The New Era of Voter Suppression

It is another election year.

Unfortunately, come this November, millions of US citizens who are eligible to vote will find it extremely hard to exercise that right. The Voting Rights Act of 1965, signed by President Lyndon Johnson, was a landmark legislation that outlawed all discriminatory voting practices that would otherwise be responsible for widespread disenfranchisement of voters.

Despite having such an historic and prominent legislative act in place, during each election year lawmakers introduces bills that claim not to exclude a specific class of citizen.  However, these proposed legislations create a series of bureaucratic obstacles that make it difficult for citizens to exercise their fundamental right to vote. These types of tactics are used for voter suppression.

Some political leaders use voter suppression as a strategy to influence the outcome of an election. With November around the corner, state legislators in approximately 34 states have introduced an estimated 150 voter suppression bills.

The most common include:

  • Requirement of photo ID
  • Limiting early voting
  • Restriction of registration drives and
  • Imposition of onerous residency requirement

These tactics are usually geared towards the poor, elderly, minorities and young people.

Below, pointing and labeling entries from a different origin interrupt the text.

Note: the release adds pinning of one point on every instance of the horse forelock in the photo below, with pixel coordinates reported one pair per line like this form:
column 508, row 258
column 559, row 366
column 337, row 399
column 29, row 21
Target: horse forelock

One such state that has attempted the imposition of harsh voter suppression laws is the Republican-controlled state legislature of Florida. In 2011, state legislature passed HB 1355, which places a restriction on third-party voter registration groups. The bill requires that these third party groups submit completed registration forms within 48 hours of registration or be subject to fines. During any election year these third party groups, like the League of Women Voters, would often register hundreds of people to vote. However, the new bill forces these groups to ultimately stop voter registration drives. The matter was recently taken to the Federal Court, where a federal judge blocked the voter suppression bill claiming that it is the unconstitutional infringement on speech and voting rights. Other states such as Pennsylvania, Virginia, and Mississippi have also imposed strict new voter suppression laws.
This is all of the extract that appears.